Conclusion – probabilité de confusion
[44] Considérant les différences existant d’une part entre les marques de commerce entre elles aux niveaux phonétique et des idées qu’elles suggèrent et, d’autre part, entre les marchandises entre elles, je suis d’avis que la Requérante a établi, selon la prépondérance des probabilités, qu’un consommateur ayant un souvenir imparfait de la marque PREVEX de l’Opposante ne serait pas susceptible de conclure que les Marchandises PRÉFIX proviennent de la même source ou sont autrement reliées ou associées aux produits de l’Opposante. Je suis d’avis que ces différences font plus que contrepoids aux arguments mis de l’avant par l’Opposante dans l’appréciation de l’ensemble de toutes les circonstances de l’espèce.
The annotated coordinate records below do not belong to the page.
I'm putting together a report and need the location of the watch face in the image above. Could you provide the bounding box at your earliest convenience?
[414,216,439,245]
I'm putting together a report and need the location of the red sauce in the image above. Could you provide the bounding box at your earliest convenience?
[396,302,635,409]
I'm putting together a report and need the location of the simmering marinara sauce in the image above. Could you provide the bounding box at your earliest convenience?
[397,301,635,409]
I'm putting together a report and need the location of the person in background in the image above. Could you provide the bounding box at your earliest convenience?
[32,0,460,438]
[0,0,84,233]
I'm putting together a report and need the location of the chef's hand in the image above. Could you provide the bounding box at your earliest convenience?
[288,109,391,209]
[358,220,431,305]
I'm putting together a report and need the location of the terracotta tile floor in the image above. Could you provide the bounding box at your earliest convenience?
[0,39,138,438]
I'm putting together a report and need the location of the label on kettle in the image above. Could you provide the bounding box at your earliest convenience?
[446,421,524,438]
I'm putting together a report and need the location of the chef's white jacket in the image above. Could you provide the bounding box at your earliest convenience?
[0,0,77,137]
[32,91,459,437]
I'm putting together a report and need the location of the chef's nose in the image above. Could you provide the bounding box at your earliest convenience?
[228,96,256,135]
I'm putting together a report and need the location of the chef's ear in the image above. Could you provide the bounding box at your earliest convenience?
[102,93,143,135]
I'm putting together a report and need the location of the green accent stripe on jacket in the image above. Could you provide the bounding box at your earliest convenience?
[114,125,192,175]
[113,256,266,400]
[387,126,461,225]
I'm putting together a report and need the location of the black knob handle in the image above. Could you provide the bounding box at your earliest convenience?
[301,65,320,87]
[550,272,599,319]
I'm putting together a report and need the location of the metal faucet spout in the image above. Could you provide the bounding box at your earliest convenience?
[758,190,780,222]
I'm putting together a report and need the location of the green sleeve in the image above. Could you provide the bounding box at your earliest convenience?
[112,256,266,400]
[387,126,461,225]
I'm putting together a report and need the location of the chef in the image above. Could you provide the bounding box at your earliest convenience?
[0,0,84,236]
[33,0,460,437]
Conséquemment, je rejette le motif d’opposition fondé sur l’article 12(1)(d) de la Loi.
Motif fondé sur l’article 16(3)(a) de la Loi
[45] L’Opposante peut s’acquitter de son fardeau de preuve initial en ce qui a trait à l’article 16(3)(a) en démontrant que sa marque de commerce a été employée ou révélée au Canada antérieurement à la date de production de la demande et qu’elle n’en avait pas abandonné l’emploi à la date de publication de la demande [article 16(5)].
[46] Pour les raisons expliquées plus haut, je suis d’avis que l’Opposante s’est acquittée de son fardeau initial.
[47] La différence entre les dates pertinentes pour les motifs d’opposition fondés sur les articles 12(1)(d) et 16(3)(a) n’a pas vraiment d’incidence sur mes conclusions précédentes, lesquelles s’appliquent également au présent motif. Conséquemment, je suis d’avis de rejeter également le motif d’opposition fondé sur l’article 16(3)(a) de la Loi.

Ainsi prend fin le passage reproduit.